The story follows Seretse Khama (David Oyelowo), an incumbent African king studying in London. While studying law, Khama falls for Ruth Williams (Rosamund Pike) and they elope despite every attempt to stop their union. The problem with their marriage was of course racially and politically motivated. South Africa, under British control, wanted to keep segregation intact so they can keep a hold of the territories and their resources. Screenwriter Guy Hibbert develops this tale from the 1940’s not only to tell this uplifting and powerful story, but to show the parallels of segregation in American life at the time, but also how it still remains a problem today.
Hibbert tells the story through the scope of their relationship, showing the strength and bond of love being the uniting force behind all of their actions. This would be a wonderfully optimistic approach if the film didn’t feel like it sacrificed some of the darker and uglier aspects of racism. You feel their connection and recognize that it is the focus of the film, but lose some of the potency that could have been developed by showing how his people were suffering under these unjust rules. Where Hibbert does compensate for this is by incorporating accurate traditions and culture-specific aspects like clothing, language, etc. That ends up being one of the most enjoyable aspects of the film.

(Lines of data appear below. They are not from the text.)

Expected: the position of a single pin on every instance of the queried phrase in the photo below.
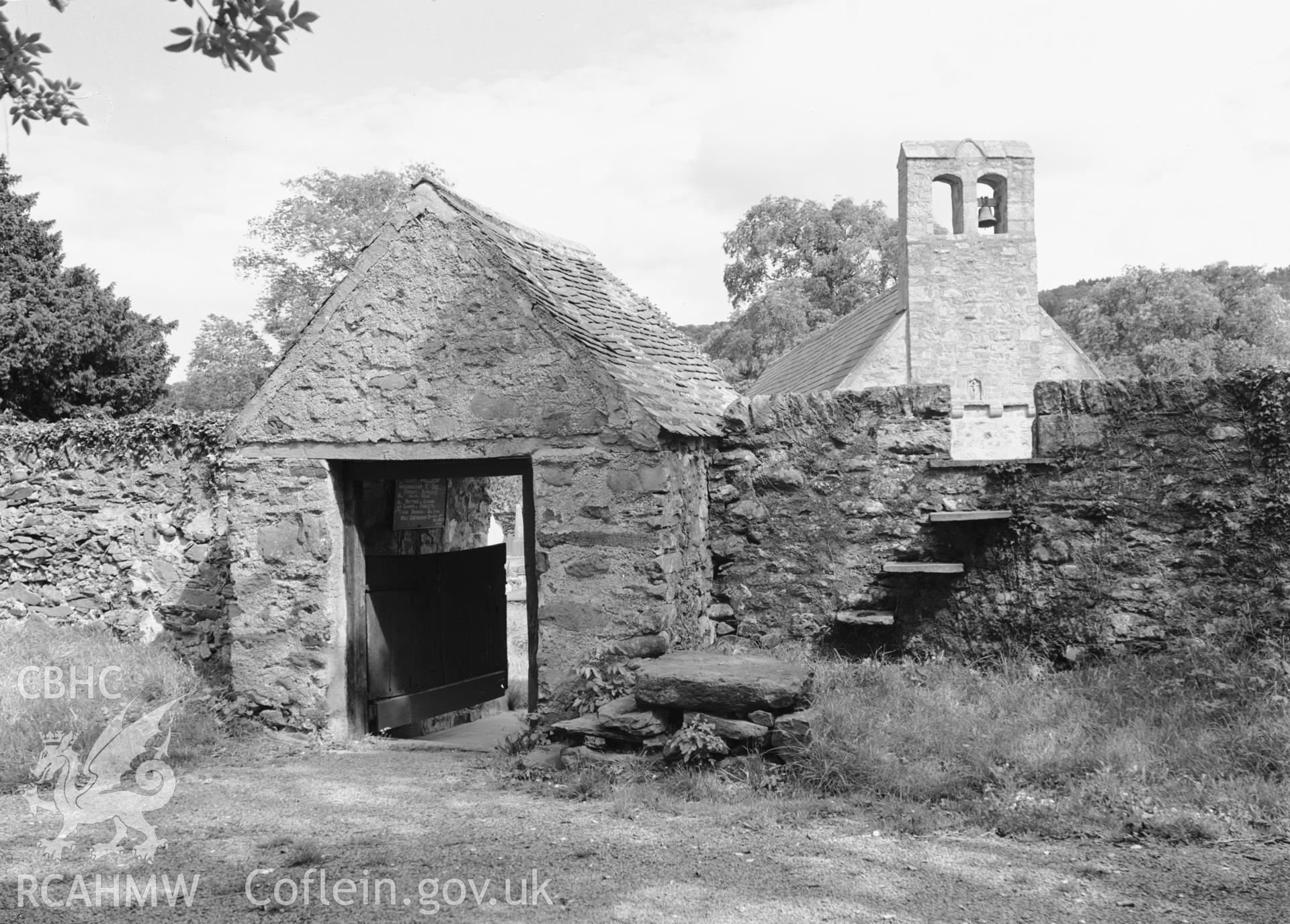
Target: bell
(986, 213)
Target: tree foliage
(1169, 323)
(311, 239)
(228, 362)
(796, 265)
(234, 32)
(67, 342)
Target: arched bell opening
(992, 204)
(947, 204)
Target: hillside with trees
(1170, 323)
(69, 345)
(796, 265)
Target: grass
(148, 677)
(1190, 745)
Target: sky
(645, 129)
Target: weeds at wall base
(1191, 745)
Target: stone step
(968, 515)
(865, 617)
(984, 464)
(922, 568)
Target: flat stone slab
(726, 684)
(482, 734)
(922, 568)
(626, 716)
(984, 464)
(968, 515)
(732, 729)
(865, 617)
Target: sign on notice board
(419, 503)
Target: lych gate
(465, 349)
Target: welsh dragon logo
(101, 796)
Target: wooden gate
(436, 632)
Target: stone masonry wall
(287, 564)
(1151, 520)
(808, 496)
(122, 524)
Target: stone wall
(1150, 520)
(122, 524)
(288, 620)
(621, 551)
(809, 495)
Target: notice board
(421, 502)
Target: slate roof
(653, 362)
(824, 359)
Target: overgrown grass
(148, 677)
(1187, 745)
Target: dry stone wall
(120, 524)
(1150, 519)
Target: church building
(965, 308)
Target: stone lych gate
(465, 347)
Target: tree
(234, 32)
(314, 238)
(67, 342)
(795, 266)
(1172, 323)
(228, 362)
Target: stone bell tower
(972, 290)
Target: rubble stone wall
(1154, 519)
(122, 524)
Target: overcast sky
(644, 129)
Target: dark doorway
(436, 632)
(427, 628)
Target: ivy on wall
(140, 437)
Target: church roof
(650, 359)
(823, 360)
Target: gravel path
(412, 816)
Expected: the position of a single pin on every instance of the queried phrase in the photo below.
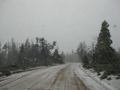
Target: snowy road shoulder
(90, 81)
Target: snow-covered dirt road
(61, 77)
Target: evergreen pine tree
(104, 54)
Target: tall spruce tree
(104, 53)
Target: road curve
(61, 77)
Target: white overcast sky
(69, 22)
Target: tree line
(30, 54)
(101, 56)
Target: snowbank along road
(62, 77)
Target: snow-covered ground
(70, 76)
(93, 80)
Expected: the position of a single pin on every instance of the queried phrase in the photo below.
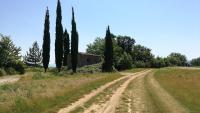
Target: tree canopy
(34, 56)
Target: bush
(125, 62)
(10, 71)
(140, 64)
(90, 68)
(2, 72)
(19, 67)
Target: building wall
(85, 59)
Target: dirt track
(134, 89)
(114, 99)
(10, 79)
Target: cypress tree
(33, 56)
(59, 38)
(74, 44)
(66, 47)
(46, 42)
(107, 66)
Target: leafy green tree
(10, 57)
(46, 42)
(9, 53)
(34, 56)
(74, 44)
(177, 59)
(66, 47)
(59, 38)
(158, 62)
(195, 62)
(107, 65)
(142, 56)
(126, 43)
(97, 47)
(124, 62)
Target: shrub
(19, 67)
(90, 68)
(2, 72)
(139, 64)
(125, 62)
(10, 71)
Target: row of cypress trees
(61, 42)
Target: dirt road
(10, 79)
(133, 93)
(114, 99)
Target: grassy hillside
(183, 84)
(38, 92)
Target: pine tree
(74, 44)
(46, 42)
(34, 56)
(59, 38)
(66, 47)
(107, 66)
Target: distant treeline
(127, 54)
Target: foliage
(126, 43)
(66, 47)
(90, 69)
(97, 47)
(177, 59)
(10, 71)
(158, 62)
(10, 59)
(195, 62)
(34, 56)
(107, 65)
(142, 56)
(46, 42)
(9, 52)
(2, 72)
(59, 38)
(125, 62)
(74, 44)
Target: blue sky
(165, 26)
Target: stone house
(85, 59)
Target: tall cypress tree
(66, 47)
(59, 38)
(74, 44)
(46, 42)
(107, 66)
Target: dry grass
(41, 92)
(183, 84)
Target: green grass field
(40, 93)
(183, 85)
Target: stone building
(85, 59)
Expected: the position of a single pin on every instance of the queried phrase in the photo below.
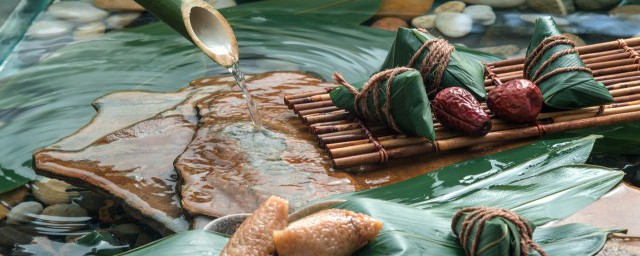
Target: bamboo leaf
(568, 90)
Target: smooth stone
(390, 23)
(51, 191)
(119, 5)
(424, 21)
(497, 3)
(48, 29)
(453, 6)
(65, 210)
(453, 24)
(562, 7)
(531, 18)
(76, 11)
(121, 20)
(575, 38)
(405, 9)
(594, 5)
(627, 12)
(482, 14)
(90, 201)
(502, 50)
(11, 235)
(12, 198)
(20, 213)
(89, 31)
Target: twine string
(478, 217)
(532, 60)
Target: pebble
(531, 18)
(121, 20)
(452, 6)
(595, 5)
(453, 24)
(482, 14)
(562, 7)
(424, 21)
(51, 191)
(21, 212)
(48, 29)
(390, 23)
(405, 9)
(76, 11)
(627, 12)
(497, 3)
(119, 5)
(89, 31)
(65, 210)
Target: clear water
(254, 113)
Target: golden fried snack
(255, 235)
(330, 232)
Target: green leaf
(194, 242)
(529, 179)
(411, 231)
(409, 105)
(463, 70)
(52, 99)
(568, 90)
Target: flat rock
(128, 150)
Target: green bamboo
(169, 11)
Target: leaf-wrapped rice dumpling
(401, 104)
(462, 70)
(493, 231)
(553, 64)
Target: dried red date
(517, 101)
(457, 109)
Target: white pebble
(453, 24)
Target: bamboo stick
(460, 142)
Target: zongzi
(554, 65)
(396, 97)
(441, 64)
(493, 231)
(332, 232)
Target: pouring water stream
(211, 32)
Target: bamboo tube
(460, 142)
(317, 110)
(305, 106)
(200, 23)
(325, 117)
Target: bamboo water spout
(200, 23)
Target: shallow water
(48, 85)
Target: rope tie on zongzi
(535, 56)
(372, 86)
(632, 53)
(436, 62)
(475, 220)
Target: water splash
(246, 95)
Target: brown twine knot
(373, 86)
(538, 52)
(435, 63)
(632, 53)
(480, 215)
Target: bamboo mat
(351, 142)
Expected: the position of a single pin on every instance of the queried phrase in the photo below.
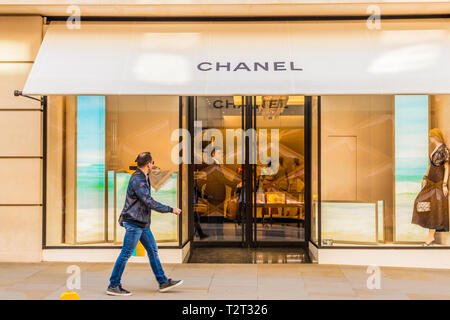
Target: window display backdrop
(110, 133)
(411, 162)
(144, 123)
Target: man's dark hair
(143, 158)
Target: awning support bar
(18, 93)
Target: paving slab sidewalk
(47, 280)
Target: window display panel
(411, 162)
(385, 168)
(357, 160)
(315, 169)
(94, 143)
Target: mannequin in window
(431, 205)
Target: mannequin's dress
(431, 206)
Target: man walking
(135, 218)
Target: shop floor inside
(269, 255)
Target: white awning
(211, 58)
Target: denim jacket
(139, 202)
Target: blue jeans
(130, 241)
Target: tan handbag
(232, 208)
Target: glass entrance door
(249, 177)
(278, 174)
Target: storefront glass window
(375, 152)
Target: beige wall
(357, 151)
(20, 143)
(440, 118)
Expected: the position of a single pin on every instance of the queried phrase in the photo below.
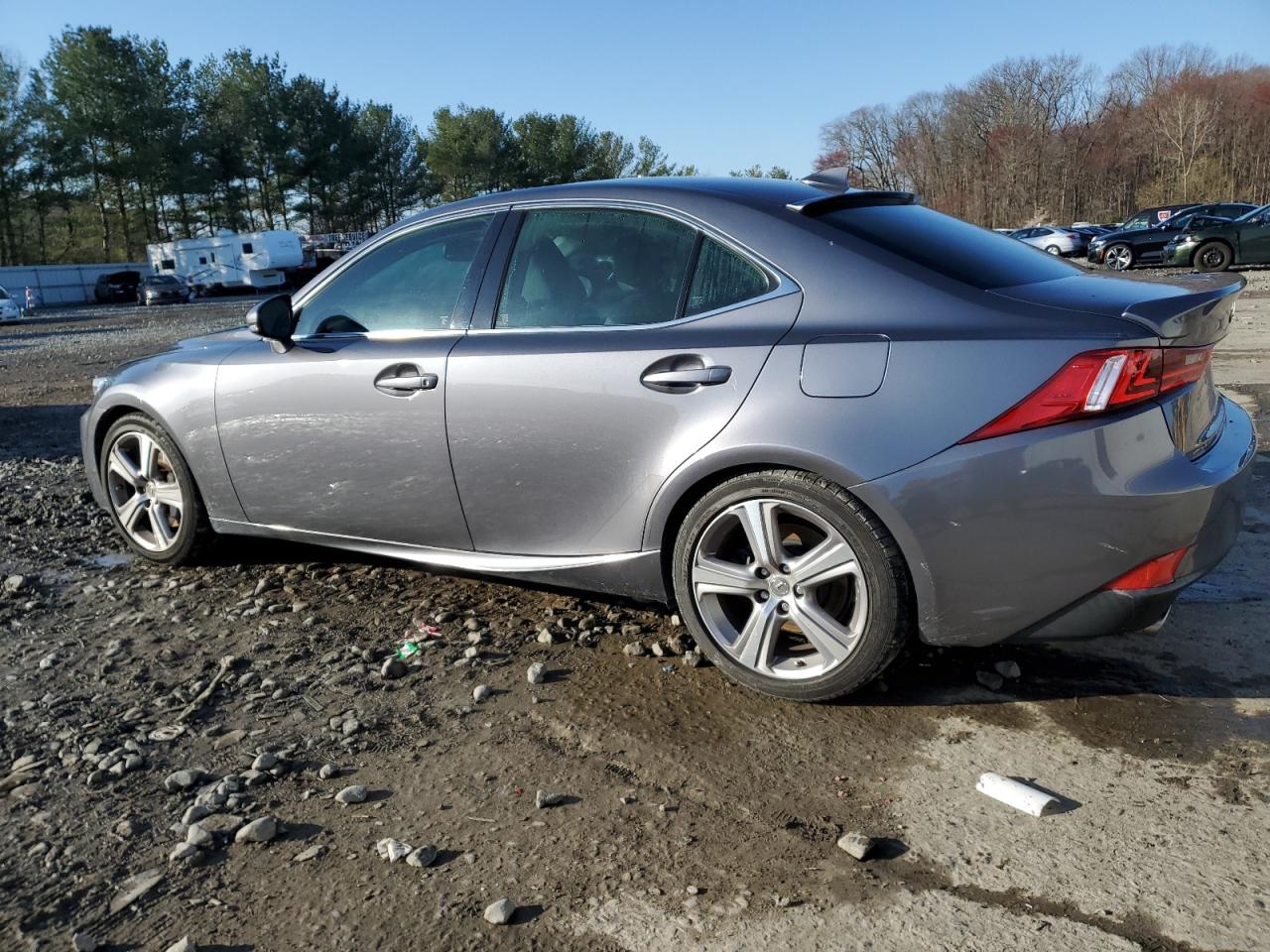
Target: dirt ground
(694, 815)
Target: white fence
(60, 284)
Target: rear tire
(818, 613)
(153, 499)
(1213, 257)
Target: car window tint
(949, 245)
(583, 268)
(411, 284)
(722, 278)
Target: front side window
(722, 278)
(411, 284)
(580, 268)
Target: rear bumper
(1015, 537)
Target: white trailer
(254, 259)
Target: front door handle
(690, 377)
(404, 379)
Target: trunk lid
(1192, 311)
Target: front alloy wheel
(1119, 258)
(150, 490)
(790, 585)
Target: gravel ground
(227, 753)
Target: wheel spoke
(148, 456)
(714, 575)
(128, 511)
(119, 465)
(824, 633)
(168, 494)
(753, 645)
(830, 560)
(758, 520)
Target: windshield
(949, 245)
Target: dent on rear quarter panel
(1002, 534)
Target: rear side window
(722, 278)
(587, 268)
(949, 245)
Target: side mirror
(272, 318)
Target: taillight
(1097, 381)
(1150, 575)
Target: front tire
(790, 585)
(151, 494)
(1213, 257)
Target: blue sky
(720, 85)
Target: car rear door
(344, 434)
(615, 343)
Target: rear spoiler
(855, 198)
(1205, 318)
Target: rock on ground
(500, 911)
(258, 830)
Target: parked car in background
(817, 421)
(1150, 217)
(162, 290)
(9, 309)
(1214, 248)
(1124, 249)
(1052, 239)
(117, 286)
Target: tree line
(1049, 140)
(108, 144)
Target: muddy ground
(695, 814)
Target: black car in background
(1123, 249)
(160, 290)
(1214, 248)
(117, 286)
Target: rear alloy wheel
(790, 587)
(150, 490)
(1213, 257)
(1119, 257)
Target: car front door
(344, 433)
(619, 343)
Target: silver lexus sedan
(818, 421)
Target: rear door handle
(697, 376)
(404, 379)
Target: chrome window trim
(389, 234)
(785, 285)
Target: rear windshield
(951, 246)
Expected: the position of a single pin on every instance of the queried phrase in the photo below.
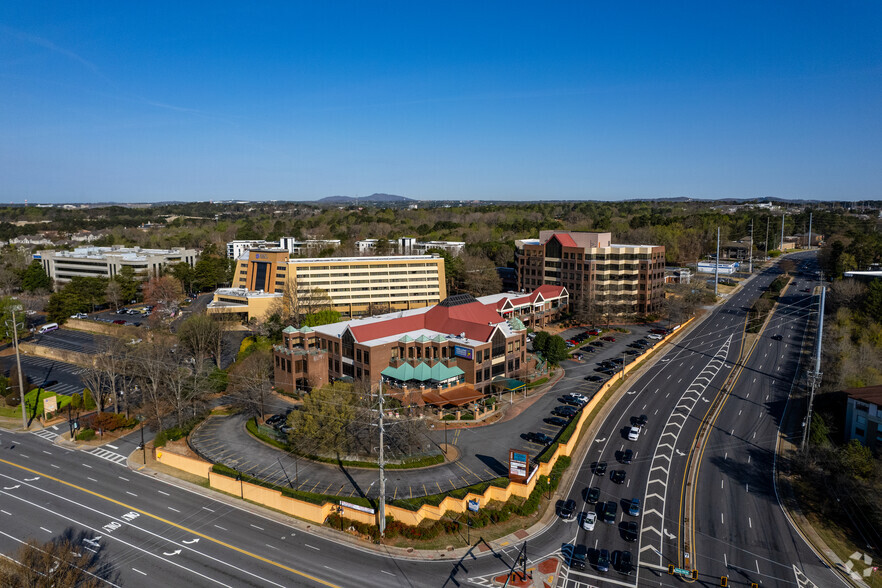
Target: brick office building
(459, 347)
(627, 277)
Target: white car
(589, 519)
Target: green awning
(422, 372)
(509, 385)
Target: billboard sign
(518, 465)
(463, 352)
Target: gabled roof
(564, 239)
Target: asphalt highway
(153, 532)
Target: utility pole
(750, 268)
(717, 265)
(814, 375)
(768, 221)
(24, 417)
(782, 231)
(381, 512)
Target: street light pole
(24, 418)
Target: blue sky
(151, 101)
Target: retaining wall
(318, 513)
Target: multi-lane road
(153, 532)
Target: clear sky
(151, 101)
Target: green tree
(35, 278)
(321, 425)
(857, 460)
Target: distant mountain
(371, 198)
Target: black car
(580, 557)
(609, 512)
(564, 411)
(568, 510)
(593, 495)
(629, 530)
(621, 561)
(540, 438)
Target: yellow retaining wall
(318, 513)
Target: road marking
(176, 525)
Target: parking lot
(70, 340)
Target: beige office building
(357, 286)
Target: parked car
(621, 561)
(589, 519)
(629, 531)
(609, 512)
(579, 558)
(568, 510)
(603, 561)
(592, 495)
(634, 507)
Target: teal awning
(422, 372)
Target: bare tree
(251, 382)
(114, 293)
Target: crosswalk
(47, 434)
(108, 455)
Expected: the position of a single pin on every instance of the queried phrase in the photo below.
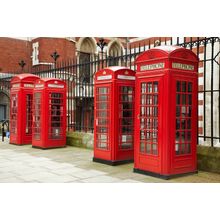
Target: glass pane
(155, 86)
(177, 124)
(189, 124)
(177, 111)
(155, 99)
(103, 90)
(189, 87)
(102, 98)
(143, 88)
(178, 88)
(154, 148)
(143, 100)
(183, 123)
(177, 136)
(188, 136)
(142, 147)
(149, 99)
(148, 148)
(178, 99)
(149, 87)
(190, 99)
(183, 86)
(188, 148)
(183, 99)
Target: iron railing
(79, 78)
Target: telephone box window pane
(55, 115)
(142, 148)
(149, 117)
(143, 88)
(183, 99)
(148, 148)
(126, 106)
(183, 86)
(188, 148)
(189, 87)
(155, 100)
(178, 99)
(189, 124)
(37, 116)
(183, 117)
(102, 117)
(28, 129)
(155, 86)
(14, 111)
(149, 99)
(143, 99)
(149, 87)
(190, 99)
(178, 87)
(177, 111)
(103, 90)
(177, 124)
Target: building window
(35, 53)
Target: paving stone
(101, 179)
(12, 180)
(69, 171)
(73, 165)
(59, 179)
(88, 173)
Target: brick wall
(12, 51)
(64, 47)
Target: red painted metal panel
(49, 114)
(175, 69)
(114, 115)
(21, 108)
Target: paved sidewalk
(21, 164)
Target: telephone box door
(148, 122)
(103, 122)
(184, 125)
(28, 114)
(125, 118)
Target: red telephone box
(114, 115)
(21, 96)
(166, 112)
(49, 113)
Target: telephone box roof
(24, 77)
(167, 52)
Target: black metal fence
(79, 75)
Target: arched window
(114, 54)
(86, 51)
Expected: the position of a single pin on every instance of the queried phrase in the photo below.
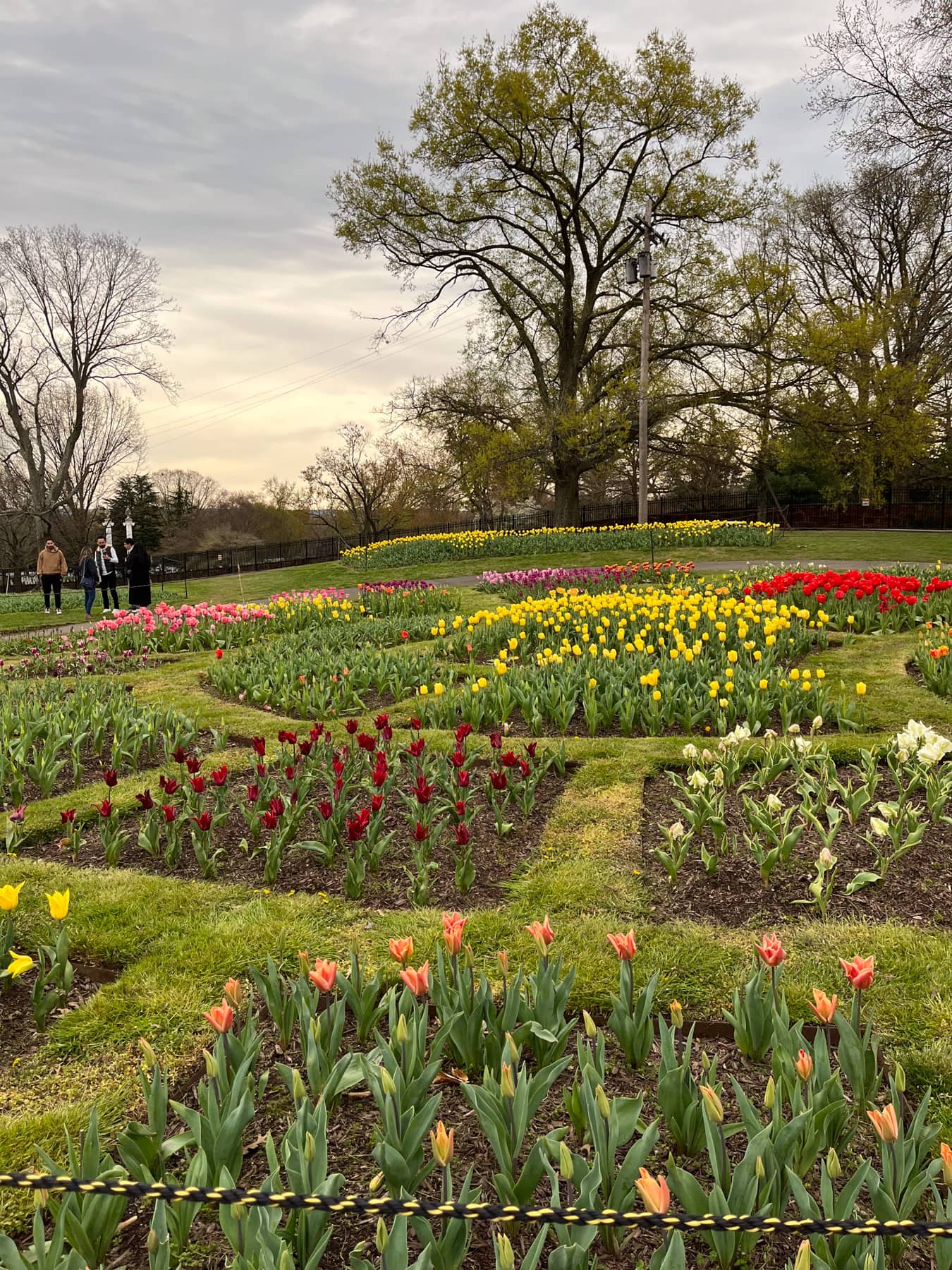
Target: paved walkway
(474, 581)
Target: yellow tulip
(11, 897)
(59, 905)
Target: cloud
(211, 131)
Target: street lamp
(644, 270)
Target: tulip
(442, 1144)
(11, 897)
(860, 972)
(19, 964)
(59, 905)
(654, 1193)
(712, 1104)
(885, 1123)
(220, 1017)
(324, 974)
(403, 950)
(623, 945)
(771, 952)
(824, 1008)
(417, 981)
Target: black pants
(107, 586)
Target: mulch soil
(917, 890)
(350, 1135)
(18, 1030)
(495, 859)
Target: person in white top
(108, 565)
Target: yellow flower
(59, 905)
(19, 964)
(11, 897)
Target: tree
(361, 485)
(888, 82)
(76, 310)
(528, 163)
(135, 497)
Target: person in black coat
(138, 567)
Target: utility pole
(644, 271)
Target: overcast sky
(209, 130)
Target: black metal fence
(922, 508)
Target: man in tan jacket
(51, 569)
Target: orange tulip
(442, 1144)
(885, 1123)
(220, 1017)
(542, 933)
(234, 992)
(771, 950)
(654, 1193)
(453, 927)
(417, 981)
(324, 974)
(804, 1066)
(860, 972)
(824, 1008)
(623, 945)
(403, 950)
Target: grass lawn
(176, 941)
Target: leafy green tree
(528, 163)
(138, 497)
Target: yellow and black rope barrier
(374, 1206)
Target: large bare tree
(76, 310)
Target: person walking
(88, 579)
(107, 567)
(138, 565)
(51, 571)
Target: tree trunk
(566, 495)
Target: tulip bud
(506, 1082)
(712, 1104)
(506, 1257)
(381, 1238)
(604, 1111)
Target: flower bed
(472, 544)
(782, 831)
(374, 821)
(611, 577)
(450, 1086)
(863, 601)
(55, 738)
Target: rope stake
(371, 1206)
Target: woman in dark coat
(138, 565)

The beauty in this film is undeniable, and I am not just talking about the cinematography. Director Amma Asante has given us regal traditions and aesthetic in her previous film, Belle, and continues to do so for A United Kingdom. Much is different between the two films (time periods aside) because they each represent aristocracy in different parts of the world. Asante easily captures England in the 1940’s, but that was never in question since it has been so often done before on film that all you really need is a good costume designer, hairstylist, and access to cars from that time period. The real struggle would be to film in Africa and to accurately depict the culture with respect and compassion. Asante cleared that hurdle easily, proving she researched enough about the culture to respectfully depict their traditions and customs on screen. The gorgeous views of Africa and beautiful attention to detail is almost enough to make you forgive the predictable approach to Hallmark storytelling and the slightly sugarcoated tone that was meant to boost the signal of the love story. Almost.
When it comes hero tales such as this one, the typical approach is to highlight all of the adversity and show how it personally affects the hero of this story. Every other character is secondary to the hero as the film uses their struggle and pain as a way to draw more attention the who the film feels is most important, in this case, David Oyelowo’s character. Oyelowo is the unshakeable focus of this film and put in the familiar role of a leader that he seems to be typecast into. I don’t have a problem with this because he is a strong, compelling actor that is able to play these emotionally complex savior roles naturally. My problem came with the treatment of Rosamund Pike’s character and how little she was developed. It is well known that Ruth Williams Khama was a strong political activist, and even though she doesn’t fully embrace it until after the events of the film, it should have been hinted more in this film. Instead, they opt to have her as a mostly passive character (especially when she is by herself), up until the end when she is reunited with her husband and they confront the British law. Pike does the best that she can with the character, but is ultimately written to be a vehicle for Seretse’s emotional development. The entire film carries a message of equality through partnership, and I wish it would have been adopted much stronger into the relationship between Ruth and Seretse together and separately.
Messages, like the ones inside of A United Kingdom, are important no matter where or what time period they exist in. These stories are necessary reminders of the mistakes of our past that bear repeating so that they don’t happen again. Just because the separations between race, sexuality, and gender are spelled out like they were in the 1940’s, their presence still exists in different ways. Even though every aspect of the approach to this film is obvious and done to death, there is still a message worth telling about a story most of our younger generation don’t know but should know about (much like Hidden Figures).
A United Kingdom is now playing in theaters.